# Union #36 Loom for sale Southcentral MO



## dixiemaiden

I have a Union Special (Union #36) loom for sale. I need to sell it because I am accumulating too many looms.:help:
The loom is in good condition. I have woven rugs and several dozen dish towels on it. Every thing is in good shape except for a crack on the sectional beam, which has not been a problem, and probably won't be. 
I am located in South Central Missouri, and can not ship. I am asking $240 or best offer. 

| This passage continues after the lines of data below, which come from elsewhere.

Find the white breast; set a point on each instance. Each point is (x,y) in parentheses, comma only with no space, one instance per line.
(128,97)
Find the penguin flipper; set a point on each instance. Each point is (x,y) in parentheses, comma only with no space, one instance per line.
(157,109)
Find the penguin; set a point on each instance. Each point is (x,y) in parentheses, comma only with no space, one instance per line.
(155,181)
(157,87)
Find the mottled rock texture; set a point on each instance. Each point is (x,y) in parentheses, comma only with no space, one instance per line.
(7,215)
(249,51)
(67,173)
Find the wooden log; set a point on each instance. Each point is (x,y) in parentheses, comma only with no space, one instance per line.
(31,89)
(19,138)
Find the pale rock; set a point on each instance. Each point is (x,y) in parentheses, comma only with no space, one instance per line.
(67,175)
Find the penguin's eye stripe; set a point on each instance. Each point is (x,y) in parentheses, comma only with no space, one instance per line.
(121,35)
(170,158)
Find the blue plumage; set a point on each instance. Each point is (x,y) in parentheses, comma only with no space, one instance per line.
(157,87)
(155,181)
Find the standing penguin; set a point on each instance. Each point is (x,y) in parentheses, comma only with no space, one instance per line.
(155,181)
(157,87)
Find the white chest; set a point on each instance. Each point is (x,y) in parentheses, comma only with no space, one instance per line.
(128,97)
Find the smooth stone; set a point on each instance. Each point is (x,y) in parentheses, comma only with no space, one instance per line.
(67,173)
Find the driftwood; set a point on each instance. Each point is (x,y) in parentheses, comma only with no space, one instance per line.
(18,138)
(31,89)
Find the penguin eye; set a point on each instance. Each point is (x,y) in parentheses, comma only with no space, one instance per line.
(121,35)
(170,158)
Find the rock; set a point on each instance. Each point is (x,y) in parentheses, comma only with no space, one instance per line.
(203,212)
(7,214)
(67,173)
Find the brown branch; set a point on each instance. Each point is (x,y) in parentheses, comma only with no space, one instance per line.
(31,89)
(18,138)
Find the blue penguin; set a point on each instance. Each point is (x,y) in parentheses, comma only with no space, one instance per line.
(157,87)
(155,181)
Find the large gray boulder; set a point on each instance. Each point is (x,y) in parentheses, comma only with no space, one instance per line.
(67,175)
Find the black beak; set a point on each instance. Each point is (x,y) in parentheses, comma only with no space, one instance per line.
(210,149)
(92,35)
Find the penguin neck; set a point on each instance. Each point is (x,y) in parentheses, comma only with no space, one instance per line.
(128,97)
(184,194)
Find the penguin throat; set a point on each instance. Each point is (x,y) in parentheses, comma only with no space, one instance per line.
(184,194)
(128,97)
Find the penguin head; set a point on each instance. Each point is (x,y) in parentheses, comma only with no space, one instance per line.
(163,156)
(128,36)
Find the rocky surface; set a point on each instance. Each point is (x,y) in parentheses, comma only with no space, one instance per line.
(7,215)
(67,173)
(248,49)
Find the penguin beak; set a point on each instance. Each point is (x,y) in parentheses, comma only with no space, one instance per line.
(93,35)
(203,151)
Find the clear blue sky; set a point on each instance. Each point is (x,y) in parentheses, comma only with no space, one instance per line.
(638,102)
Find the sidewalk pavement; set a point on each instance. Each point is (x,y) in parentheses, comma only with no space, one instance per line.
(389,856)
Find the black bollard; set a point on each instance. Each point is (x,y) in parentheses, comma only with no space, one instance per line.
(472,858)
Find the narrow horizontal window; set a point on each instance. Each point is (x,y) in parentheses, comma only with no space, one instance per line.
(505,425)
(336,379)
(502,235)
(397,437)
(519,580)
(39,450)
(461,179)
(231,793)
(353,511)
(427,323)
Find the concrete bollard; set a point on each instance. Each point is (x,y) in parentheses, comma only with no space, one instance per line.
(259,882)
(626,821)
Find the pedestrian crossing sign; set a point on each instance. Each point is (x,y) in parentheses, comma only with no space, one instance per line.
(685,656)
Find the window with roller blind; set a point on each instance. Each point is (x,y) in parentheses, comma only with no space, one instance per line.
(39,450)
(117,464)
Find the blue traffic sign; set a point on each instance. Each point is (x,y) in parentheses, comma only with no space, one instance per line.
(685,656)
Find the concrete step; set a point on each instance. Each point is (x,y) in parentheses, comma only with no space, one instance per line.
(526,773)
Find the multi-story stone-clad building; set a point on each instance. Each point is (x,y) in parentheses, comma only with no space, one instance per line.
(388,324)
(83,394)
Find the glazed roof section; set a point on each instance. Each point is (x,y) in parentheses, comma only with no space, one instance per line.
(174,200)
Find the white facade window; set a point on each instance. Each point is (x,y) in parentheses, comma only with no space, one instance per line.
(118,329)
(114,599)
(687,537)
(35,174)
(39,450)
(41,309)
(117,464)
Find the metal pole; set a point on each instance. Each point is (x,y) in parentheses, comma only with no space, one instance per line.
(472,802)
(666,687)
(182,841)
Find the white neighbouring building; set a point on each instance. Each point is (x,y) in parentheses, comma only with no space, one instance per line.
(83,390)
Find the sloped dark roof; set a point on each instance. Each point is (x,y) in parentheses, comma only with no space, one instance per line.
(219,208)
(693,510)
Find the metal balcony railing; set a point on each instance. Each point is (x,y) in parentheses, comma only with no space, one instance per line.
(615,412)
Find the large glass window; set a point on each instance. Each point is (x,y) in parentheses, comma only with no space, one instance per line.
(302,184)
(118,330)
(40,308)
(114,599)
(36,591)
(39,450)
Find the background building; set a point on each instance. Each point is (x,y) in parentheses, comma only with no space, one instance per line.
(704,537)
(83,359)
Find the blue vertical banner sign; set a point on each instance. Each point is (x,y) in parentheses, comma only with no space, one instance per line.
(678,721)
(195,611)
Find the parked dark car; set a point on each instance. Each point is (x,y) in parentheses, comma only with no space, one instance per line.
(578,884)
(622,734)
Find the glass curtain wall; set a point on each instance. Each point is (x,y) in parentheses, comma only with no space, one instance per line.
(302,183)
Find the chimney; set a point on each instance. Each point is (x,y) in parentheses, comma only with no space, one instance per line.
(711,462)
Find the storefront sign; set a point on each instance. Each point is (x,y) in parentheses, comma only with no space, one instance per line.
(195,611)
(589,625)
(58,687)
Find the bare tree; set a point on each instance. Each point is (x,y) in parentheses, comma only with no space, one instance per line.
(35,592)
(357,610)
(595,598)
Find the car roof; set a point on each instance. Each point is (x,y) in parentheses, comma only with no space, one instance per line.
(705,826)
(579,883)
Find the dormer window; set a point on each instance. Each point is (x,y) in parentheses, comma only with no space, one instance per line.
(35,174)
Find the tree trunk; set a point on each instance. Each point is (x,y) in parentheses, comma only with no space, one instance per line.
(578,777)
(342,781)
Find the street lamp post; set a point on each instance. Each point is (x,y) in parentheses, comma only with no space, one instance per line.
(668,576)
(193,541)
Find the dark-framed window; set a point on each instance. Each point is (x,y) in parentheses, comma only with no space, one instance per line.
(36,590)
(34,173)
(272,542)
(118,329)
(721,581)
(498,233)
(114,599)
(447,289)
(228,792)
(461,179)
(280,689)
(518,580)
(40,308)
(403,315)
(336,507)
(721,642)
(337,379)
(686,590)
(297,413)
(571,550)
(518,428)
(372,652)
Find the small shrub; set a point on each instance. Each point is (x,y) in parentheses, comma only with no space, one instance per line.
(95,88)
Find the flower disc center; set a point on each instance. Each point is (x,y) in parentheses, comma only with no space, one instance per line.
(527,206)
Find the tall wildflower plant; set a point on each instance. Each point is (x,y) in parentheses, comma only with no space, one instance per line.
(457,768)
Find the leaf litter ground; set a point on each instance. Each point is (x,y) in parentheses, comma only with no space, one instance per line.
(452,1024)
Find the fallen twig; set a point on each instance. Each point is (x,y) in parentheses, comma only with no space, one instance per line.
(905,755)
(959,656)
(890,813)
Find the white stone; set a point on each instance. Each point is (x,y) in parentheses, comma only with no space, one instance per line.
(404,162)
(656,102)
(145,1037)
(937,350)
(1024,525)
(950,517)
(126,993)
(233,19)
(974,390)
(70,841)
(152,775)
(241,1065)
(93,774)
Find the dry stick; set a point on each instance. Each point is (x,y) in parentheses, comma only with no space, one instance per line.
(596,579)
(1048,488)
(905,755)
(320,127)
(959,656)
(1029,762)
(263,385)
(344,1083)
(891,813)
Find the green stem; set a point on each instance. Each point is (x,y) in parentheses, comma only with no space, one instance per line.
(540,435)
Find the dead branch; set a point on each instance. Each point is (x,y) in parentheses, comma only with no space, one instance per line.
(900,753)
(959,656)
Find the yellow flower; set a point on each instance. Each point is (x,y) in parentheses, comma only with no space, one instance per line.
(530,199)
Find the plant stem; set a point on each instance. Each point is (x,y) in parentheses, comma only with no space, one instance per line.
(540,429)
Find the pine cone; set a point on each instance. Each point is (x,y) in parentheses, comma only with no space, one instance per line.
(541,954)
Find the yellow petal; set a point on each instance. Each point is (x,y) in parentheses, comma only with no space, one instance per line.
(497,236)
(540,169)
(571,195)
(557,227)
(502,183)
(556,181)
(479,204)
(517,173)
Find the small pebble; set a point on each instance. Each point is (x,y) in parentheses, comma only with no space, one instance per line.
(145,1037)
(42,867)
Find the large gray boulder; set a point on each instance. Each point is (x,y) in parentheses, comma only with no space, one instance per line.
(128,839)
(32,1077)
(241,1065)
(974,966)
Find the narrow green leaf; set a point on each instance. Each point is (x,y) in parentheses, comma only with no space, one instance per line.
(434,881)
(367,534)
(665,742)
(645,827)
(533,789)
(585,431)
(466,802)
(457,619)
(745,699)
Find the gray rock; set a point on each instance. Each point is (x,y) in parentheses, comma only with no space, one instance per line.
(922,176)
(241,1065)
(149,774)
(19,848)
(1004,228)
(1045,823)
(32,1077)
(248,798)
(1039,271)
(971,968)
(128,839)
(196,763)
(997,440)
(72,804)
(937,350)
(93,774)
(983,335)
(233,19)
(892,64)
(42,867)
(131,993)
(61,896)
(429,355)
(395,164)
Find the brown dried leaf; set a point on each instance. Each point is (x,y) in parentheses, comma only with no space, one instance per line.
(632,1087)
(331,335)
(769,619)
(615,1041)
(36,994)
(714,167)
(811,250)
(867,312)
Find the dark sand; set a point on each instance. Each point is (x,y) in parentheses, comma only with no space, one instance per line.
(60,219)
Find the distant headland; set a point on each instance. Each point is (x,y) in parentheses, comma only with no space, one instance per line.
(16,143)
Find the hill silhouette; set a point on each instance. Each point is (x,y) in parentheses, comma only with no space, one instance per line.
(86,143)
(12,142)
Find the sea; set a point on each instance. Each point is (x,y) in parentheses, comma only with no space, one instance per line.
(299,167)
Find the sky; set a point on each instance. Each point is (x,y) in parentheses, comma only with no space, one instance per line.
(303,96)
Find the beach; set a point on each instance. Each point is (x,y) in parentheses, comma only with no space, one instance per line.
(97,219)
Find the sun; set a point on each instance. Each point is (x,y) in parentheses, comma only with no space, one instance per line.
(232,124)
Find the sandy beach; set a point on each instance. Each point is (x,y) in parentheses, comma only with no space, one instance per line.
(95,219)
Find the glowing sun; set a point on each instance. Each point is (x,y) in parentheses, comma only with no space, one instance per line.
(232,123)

Please send me a message if you would like pictures. Flickr changed their set up, and I can't figure out how to post a picture now.


----------



## weever

Love my Union Looms. Don't need another, but I just thought I'd let everyone know that Unions are workhorses...


----------



## luvrulz

Can't see the pics - can you repost??


----------



## dixiemaiden

Here is one picture.


----------



## dixiemaiden

Here are some more pictures. Let me know if you have any questions.


----------



## Patches

What is the weaving width of the loom if you still have it? Where are you at in Missouri?


----------



## luvrulz

Nice and I would love to have it - just don't know where I would put it....or how I would get it home! I hope someone finds it and loves it...


----------



## Patches

I sent you a pm and also my email if you would prefer it. Thanks, Marilyn


----------